Tierney, who will be speaking at IndexUniverse’s Inside Commodities conference this fall, told IndexUniverse Correspondent Cinthia Murphy that even harvest pressures will not be enough to offset the fact that emerging markets demand—especially that coming from China—continues to outstrip global supply.
Murphy: This was the year of the drought that led to record-high corn prices as well as high soybean and wheat prices. Why aren’t droughts more built into crop prices early in the year? It seems we get some sort of weather scare every year and rally on it. Doesn’t it seem logical?
Tierney: What we had this year was a stealth drought. We had near-record dryness going into spring planting, but a lot of people interpreted that—and correctly so—as a good thing for quick planting. Now, quick planting is strongly associated with above-average yields. The USDA had actually raised its yield projections in May because of early planting. That dryness can be a precursor to quick planting, but also to drought, as we saw this year. So there’s a risk premium that’s built into commodities prices for weather uncertainties, but at some point, it’s hard to predict what the weather will really do to the crop.
Murphy: What’s the demand side of this equation looking like?
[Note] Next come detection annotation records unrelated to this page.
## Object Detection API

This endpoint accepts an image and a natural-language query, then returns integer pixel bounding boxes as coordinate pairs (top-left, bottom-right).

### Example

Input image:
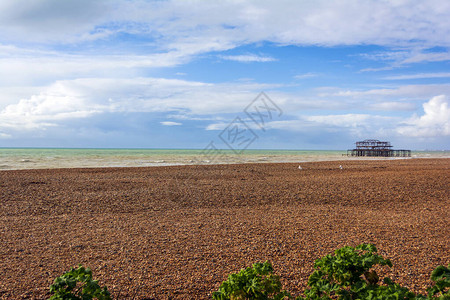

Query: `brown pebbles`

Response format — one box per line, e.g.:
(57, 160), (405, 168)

(0, 159), (450, 299)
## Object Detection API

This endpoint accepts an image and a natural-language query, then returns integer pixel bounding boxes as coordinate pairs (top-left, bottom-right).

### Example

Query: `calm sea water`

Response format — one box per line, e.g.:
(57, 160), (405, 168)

(0, 148), (450, 170)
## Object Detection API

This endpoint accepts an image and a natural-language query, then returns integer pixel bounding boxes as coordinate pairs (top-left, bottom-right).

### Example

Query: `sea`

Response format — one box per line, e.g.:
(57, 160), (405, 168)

(0, 148), (450, 170)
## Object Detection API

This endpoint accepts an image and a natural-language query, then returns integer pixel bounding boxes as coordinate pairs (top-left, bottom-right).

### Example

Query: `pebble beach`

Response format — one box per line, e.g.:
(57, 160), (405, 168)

(0, 159), (450, 299)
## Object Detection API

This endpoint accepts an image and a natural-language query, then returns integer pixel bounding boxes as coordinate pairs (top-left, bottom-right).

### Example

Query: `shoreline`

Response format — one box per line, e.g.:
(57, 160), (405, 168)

(0, 159), (450, 299)
(0, 156), (450, 172)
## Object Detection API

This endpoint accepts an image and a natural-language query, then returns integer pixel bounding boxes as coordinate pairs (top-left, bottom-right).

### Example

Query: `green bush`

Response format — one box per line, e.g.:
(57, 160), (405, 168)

(213, 244), (450, 300)
(50, 244), (450, 300)
(50, 265), (111, 300)
(212, 261), (292, 300)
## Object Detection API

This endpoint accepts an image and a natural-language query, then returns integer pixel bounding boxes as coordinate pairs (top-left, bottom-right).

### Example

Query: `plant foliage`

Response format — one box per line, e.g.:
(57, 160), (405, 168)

(50, 265), (111, 300)
(213, 244), (450, 300)
(212, 261), (292, 300)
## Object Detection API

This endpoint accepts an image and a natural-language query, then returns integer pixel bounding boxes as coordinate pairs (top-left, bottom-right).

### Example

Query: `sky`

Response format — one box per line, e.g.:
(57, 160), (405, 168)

(0, 0), (450, 150)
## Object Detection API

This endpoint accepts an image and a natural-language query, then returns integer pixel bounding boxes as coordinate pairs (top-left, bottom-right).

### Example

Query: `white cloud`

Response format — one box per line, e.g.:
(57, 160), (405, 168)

(160, 121), (183, 126)
(0, 78), (282, 130)
(397, 95), (450, 137)
(383, 72), (450, 80)
(0, 132), (12, 139)
(0, 0), (450, 48)
(319, 84), (450, 100)
(219, 54), (277, 62)
(294, 72), (319, 79)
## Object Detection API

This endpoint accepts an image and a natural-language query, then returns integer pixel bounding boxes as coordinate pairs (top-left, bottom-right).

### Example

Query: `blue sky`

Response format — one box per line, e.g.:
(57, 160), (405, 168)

(0, 0), (450, 150)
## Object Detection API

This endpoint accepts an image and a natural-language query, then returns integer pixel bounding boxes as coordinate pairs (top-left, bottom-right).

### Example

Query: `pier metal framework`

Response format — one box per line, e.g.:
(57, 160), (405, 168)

(347, 140), (411, 157)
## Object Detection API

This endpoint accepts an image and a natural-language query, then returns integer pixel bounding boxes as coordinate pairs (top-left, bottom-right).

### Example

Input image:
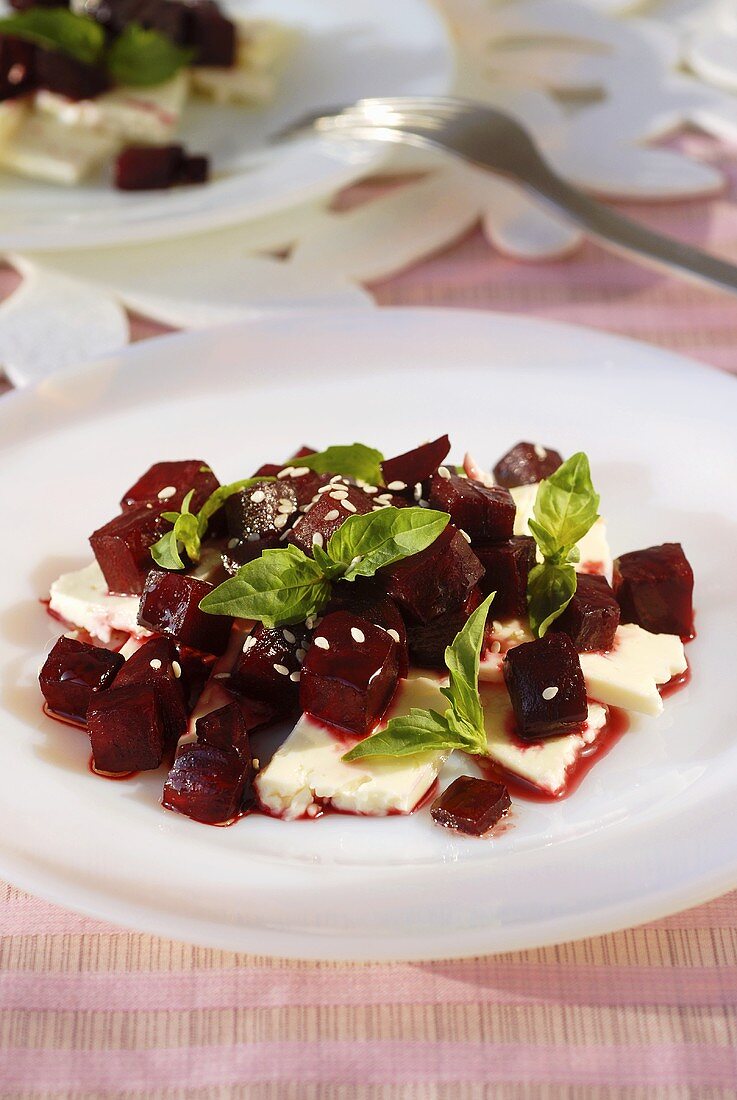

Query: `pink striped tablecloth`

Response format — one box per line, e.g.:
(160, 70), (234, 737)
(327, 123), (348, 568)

(0, 136), (737, 1100)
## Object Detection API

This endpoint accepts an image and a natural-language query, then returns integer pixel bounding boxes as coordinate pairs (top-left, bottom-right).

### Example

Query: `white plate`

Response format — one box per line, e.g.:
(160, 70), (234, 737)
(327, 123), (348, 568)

(0, 310), (737, 959)
(0, 0), (451, 251)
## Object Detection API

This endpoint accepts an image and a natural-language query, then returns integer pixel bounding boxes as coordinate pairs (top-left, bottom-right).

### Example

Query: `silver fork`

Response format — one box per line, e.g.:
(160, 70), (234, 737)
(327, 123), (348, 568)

(278, 97), (737, 294)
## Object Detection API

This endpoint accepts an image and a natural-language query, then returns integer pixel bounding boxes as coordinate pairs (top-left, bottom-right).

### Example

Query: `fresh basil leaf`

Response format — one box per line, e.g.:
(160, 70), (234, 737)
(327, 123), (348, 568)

(328, 508), (450, 581)
(527, 562), (576, 638)
(200, 546), (330, 627)
(343, 708), (460, 761)
(107, 23), (194, 87)
(0, 8), (105, 65)
(294, 443), (384, 485)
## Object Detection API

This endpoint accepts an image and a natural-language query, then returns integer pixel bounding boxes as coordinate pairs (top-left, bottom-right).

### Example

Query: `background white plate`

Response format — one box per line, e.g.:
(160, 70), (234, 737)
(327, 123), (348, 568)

(0, 310), (737, 959)
(0, 0), (451, 250)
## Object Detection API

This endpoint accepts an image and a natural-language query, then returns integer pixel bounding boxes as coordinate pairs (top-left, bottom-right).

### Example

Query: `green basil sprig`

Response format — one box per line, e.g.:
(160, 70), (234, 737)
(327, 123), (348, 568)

(527, 452), (600, 638)
(343, 593), (496, 761)
(151, 477), (274, 570)
(200, 506), (450, 628)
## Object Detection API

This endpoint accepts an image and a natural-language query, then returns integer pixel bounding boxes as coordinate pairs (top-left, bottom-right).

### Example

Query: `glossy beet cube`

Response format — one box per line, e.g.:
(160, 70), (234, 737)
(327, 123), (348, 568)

(502, 633), (589, 741)
(380, 524), (484, 623)
(120, 459), (220, 512)
(550, 573), (619, 653)
(39, 638), (124, 722)
(35, 50), (110, 100)
(614, 542), (693, 638)
(139, 569), (233, 656)
(299, 612), (399, 736)
(0, 34), (36, 100)
(430, 776), (512, 836)
(407, 587), (481, 671)
(326, 576), (409, 680)
(87, 684), (166, 773)
(231, 624), (309, 714)
(494, 443), (563, 488)
(116, 636), (188, 745)
(162, 743), (252, 825)
(473, 535), (536, 620)
(89, 504), (172, 596)
(382, 436), (450, 493)
(287, 485), (373, 553)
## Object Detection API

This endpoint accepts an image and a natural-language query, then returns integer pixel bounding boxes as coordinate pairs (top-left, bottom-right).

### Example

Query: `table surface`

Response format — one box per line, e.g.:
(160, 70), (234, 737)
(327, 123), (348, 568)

Tierney: Prices for agricultural products are at the high end of a historical range, but a lot of the rise in agricultural commodities prices in recent years has been tied to the rising biofuels mandate that’s topping out this year. We are not going to be crushing as much corn anymore for ethanol or soybeans for biodiesel. This is the first year, in fact, when the corn grind for ethanol is going to decline because the biofuel industry’s growth mandate is slowing down, its infrastructure is already in place.
But we don’t see any indication right now of a rationing of soybeans in the future. In fact, we already have record export sales in the books—as much as 65 percent of the sales are already in the books for next year and that’s before the crop is even here. In corn, there’s also no indication that demand will contract enough to alleviate the tightness in pipeline supplies.
Murphy: Should we expect to see a price slump during harvest? That seems to be the norm, right?
Tierney: We should see some harvest slump, but a lot will help keep prices supported such as concerns that the Black Seas will restrict grain exports, and that South America is having some trouble with its planting conditions.
China could also pull a number of different levers that would impact the commodities markets. It could decide to import pork or to slow down the pace of its soybean purchases, which are at a record high. It could also lift controls on vegetable oil prices that have imposed losses on crushers, or decide to build up its corn stocks after it imported record amounts of corn this past year.
All that’s to say China could surprise the market in many different ways that would help offset the traditional harvest pressure on prices.